Yet another crucial piece of transportation infrastructure is the railway. As recent events have demonstrated, a robust rail industry is vital for the economy and public safety.
Global Railway Review recently highlighted the myriad ways AI could make railways safer and more efficient. As AI has a proven capacity for spotting trouble before it results in accidents, some of these include:
- Automated driving and braking;
- Condition-based monitoring;
- Collision protection;
- Predictive maintenance.
Using tools like the Nvidia Jetson platform, rail operators are deploying AI at all levels of infrastructure – from the engine and cars themselves to tracks, switches, and stations – in order to gain a complete view of physical and operational conditions in real time. Even when vehicles lose their direct connections to the cloud or central servers, onboard intelligent systems have the capacity to infer from context to make decisions independently.
AI is also aiding in the design and construction of new infrastructure to make roads, bridges, and other constructs safer and more durable. A recent collaboration between AutoDesk and design firm Dar produced a 5-meter bridge that was 3-D printed from recycled materials and integrated with sensors in the deck and support structures.
The design not only opens the possibility of building even larger structures on site, but integrating them into existing infrastructure robotically, reducing costs and disruption to traffic flows while improving safety.
Even as the world becomes more digitized and we embrace the possibility of seeing the world virtually from the safety of our couches, goods, and people will still need to physically move from place to place. As populations grow, however, this promises to be an increasingly difficult and costly endeavor unless new and better ways can be found to deploy and maintain transportation infrastructure.

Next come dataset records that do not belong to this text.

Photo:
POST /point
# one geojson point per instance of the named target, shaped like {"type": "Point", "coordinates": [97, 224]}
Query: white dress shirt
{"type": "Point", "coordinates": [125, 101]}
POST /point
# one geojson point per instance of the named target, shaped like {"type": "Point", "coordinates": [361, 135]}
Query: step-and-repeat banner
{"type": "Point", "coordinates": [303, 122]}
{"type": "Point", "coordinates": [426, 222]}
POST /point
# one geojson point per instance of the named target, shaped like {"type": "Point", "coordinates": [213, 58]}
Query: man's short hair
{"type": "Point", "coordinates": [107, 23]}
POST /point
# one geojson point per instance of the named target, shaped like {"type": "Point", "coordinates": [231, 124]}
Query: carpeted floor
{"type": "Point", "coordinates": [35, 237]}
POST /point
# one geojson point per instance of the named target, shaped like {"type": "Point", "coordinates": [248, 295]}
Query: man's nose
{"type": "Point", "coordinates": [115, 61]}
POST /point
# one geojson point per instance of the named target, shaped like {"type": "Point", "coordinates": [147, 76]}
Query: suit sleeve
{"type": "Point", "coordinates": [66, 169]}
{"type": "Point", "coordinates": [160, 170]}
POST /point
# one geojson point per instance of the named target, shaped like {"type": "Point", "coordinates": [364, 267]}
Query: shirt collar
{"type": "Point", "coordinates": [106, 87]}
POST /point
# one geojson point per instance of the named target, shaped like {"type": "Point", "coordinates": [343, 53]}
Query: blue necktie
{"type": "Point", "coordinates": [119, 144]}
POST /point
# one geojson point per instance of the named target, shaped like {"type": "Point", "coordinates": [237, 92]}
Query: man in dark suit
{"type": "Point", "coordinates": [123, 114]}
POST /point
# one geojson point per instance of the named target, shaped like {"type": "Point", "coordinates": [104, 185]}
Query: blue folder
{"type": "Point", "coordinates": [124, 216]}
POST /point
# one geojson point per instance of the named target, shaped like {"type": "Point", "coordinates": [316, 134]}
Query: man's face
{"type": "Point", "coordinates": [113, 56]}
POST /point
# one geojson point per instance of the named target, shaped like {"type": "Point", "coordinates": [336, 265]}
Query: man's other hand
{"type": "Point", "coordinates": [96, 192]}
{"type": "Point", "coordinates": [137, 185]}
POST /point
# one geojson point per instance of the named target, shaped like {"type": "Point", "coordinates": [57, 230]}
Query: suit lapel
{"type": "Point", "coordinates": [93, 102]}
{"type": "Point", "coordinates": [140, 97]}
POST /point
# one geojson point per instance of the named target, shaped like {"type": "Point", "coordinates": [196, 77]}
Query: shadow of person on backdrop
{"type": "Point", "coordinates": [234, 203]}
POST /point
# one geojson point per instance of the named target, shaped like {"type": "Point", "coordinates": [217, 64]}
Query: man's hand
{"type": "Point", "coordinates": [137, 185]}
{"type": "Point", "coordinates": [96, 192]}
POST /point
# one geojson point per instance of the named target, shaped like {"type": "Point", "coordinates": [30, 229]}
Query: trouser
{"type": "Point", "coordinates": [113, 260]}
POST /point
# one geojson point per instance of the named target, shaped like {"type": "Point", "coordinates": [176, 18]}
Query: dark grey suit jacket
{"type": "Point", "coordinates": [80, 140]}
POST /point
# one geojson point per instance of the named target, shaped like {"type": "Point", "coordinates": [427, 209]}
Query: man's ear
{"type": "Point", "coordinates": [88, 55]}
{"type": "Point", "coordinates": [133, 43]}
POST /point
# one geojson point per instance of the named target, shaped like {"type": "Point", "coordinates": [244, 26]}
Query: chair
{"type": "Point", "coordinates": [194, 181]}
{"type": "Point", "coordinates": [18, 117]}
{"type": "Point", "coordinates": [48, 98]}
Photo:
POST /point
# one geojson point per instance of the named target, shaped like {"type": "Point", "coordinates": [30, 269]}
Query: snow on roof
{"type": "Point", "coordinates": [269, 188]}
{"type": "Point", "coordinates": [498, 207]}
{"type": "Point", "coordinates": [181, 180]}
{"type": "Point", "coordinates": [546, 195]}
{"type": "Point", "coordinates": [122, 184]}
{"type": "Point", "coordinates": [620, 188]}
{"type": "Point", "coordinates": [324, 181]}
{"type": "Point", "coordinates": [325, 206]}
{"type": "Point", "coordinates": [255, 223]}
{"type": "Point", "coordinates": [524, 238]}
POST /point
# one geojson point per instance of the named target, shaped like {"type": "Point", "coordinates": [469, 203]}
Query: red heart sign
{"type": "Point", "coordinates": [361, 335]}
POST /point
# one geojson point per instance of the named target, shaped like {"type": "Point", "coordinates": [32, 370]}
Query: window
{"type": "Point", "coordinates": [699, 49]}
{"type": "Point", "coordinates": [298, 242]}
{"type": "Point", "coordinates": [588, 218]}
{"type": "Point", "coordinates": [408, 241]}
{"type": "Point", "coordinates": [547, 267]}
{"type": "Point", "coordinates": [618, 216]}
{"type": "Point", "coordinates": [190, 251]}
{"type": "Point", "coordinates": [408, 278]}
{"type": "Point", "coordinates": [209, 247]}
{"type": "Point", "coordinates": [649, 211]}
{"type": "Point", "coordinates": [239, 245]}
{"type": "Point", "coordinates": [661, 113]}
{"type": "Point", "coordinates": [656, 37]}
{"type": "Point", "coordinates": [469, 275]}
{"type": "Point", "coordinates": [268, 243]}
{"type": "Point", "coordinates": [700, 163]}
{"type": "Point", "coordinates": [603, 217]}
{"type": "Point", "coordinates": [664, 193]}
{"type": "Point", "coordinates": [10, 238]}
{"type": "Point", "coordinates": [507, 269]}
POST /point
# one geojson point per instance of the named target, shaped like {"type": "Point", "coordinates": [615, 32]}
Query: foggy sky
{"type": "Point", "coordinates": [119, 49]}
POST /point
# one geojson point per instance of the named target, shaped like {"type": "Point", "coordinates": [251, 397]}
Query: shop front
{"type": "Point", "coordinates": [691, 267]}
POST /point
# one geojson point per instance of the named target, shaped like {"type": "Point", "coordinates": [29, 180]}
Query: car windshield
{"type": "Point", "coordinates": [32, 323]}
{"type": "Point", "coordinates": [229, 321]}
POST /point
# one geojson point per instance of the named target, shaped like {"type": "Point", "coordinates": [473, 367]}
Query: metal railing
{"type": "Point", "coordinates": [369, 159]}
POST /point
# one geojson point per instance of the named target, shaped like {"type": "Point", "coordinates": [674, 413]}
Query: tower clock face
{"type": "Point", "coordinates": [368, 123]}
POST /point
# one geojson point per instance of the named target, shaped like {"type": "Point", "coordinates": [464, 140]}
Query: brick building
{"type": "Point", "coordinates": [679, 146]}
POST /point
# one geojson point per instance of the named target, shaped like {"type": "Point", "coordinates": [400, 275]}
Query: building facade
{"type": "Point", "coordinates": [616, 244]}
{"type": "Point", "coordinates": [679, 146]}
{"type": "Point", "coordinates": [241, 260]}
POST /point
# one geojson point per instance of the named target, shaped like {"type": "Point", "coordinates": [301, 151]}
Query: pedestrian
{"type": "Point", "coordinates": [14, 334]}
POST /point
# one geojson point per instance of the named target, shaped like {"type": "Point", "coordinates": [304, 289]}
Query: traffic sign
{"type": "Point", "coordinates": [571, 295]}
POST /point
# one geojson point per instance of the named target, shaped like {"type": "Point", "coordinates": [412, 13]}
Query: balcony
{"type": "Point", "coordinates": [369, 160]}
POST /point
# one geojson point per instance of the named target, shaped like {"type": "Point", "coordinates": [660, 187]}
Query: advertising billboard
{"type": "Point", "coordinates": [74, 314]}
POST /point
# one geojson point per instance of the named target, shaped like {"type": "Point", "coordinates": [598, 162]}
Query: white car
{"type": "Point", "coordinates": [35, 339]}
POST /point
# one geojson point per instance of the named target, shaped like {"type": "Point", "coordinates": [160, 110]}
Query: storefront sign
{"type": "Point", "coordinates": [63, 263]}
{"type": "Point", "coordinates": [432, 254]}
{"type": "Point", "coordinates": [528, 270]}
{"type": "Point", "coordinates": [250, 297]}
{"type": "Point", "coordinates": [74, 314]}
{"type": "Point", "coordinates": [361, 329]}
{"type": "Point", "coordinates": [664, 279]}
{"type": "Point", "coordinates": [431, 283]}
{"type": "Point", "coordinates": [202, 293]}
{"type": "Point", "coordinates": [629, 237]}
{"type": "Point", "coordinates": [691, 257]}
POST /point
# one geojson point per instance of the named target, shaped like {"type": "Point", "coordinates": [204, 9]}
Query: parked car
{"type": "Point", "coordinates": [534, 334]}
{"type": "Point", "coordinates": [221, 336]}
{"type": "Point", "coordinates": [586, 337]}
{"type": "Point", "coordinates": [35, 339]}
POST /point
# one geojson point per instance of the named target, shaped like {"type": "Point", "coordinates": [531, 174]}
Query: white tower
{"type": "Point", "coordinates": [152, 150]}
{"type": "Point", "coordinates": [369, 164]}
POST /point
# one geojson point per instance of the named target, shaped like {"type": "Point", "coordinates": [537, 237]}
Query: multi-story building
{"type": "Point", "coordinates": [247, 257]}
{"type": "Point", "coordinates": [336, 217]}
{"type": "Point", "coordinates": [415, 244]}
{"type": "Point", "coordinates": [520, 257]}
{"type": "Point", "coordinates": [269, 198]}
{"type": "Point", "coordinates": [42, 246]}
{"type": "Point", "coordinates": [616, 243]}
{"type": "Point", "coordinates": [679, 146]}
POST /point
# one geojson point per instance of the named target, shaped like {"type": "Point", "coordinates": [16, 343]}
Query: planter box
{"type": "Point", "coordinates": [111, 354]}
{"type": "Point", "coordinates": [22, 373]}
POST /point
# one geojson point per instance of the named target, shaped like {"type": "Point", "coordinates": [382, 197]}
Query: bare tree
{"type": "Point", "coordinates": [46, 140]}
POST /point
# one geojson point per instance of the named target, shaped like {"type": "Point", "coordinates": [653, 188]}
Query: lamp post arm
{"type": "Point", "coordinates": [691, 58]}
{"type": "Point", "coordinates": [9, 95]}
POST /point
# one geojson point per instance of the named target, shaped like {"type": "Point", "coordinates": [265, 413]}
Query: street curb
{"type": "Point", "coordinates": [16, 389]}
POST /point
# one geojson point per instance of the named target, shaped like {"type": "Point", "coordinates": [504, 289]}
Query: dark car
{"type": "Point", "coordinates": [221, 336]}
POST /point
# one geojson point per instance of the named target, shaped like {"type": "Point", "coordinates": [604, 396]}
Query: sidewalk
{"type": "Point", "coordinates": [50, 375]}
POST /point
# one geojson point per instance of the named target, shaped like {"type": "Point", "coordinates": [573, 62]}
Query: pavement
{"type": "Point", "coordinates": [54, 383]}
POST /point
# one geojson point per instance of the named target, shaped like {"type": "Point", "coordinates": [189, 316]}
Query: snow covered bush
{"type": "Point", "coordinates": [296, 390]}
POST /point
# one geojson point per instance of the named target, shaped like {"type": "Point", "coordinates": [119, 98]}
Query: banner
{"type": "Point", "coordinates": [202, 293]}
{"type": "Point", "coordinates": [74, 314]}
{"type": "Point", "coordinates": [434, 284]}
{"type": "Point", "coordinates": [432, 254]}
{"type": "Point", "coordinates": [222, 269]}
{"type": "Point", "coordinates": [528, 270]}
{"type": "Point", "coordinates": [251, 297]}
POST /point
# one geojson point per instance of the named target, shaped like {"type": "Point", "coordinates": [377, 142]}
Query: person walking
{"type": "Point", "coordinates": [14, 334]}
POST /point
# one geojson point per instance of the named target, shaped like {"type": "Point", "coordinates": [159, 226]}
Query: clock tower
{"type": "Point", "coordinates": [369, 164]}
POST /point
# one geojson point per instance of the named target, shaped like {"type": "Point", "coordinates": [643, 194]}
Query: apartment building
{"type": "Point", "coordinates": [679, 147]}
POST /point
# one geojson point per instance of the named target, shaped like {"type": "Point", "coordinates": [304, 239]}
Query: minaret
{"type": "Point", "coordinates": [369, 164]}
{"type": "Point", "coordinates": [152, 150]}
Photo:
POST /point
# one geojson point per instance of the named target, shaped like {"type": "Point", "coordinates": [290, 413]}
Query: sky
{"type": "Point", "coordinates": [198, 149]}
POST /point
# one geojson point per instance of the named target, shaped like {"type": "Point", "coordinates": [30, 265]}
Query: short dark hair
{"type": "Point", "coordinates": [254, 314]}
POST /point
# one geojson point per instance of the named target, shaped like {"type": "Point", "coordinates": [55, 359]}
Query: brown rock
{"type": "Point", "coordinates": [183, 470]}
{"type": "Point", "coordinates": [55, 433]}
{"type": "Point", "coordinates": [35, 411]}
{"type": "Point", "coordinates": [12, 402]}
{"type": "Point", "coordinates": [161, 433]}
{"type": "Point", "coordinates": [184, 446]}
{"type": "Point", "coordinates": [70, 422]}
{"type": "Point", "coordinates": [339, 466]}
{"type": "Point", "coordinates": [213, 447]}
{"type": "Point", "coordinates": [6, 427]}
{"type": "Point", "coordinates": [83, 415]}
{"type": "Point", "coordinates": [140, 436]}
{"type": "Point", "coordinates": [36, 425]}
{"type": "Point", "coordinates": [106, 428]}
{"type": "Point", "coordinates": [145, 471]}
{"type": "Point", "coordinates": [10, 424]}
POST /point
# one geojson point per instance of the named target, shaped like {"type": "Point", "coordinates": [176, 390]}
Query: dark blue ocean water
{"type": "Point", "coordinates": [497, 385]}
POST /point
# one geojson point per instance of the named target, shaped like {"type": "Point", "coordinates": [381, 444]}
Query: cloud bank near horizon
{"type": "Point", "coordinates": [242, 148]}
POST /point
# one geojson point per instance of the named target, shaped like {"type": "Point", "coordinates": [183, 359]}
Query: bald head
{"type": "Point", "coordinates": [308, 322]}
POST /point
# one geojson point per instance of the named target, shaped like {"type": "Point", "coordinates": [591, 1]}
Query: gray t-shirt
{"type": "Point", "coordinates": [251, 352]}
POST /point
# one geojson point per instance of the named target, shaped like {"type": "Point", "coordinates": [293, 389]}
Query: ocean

AI essentially brings the same capabilities to this task as it does to the worlds of finance, healthcare, and IT – by assuming all the rote, repetitive responsibilities so humans can concentrate on the more creative, rewarding elements of the job. Along the way, it removes other critical limiting factors like cost and complexity, allowing infrastructure to advance in ways that meet the needs of a 21st-century economy.
And with more efficient transportation at our disposal, the benefits of human productivity should become easier to distribute throughout the world.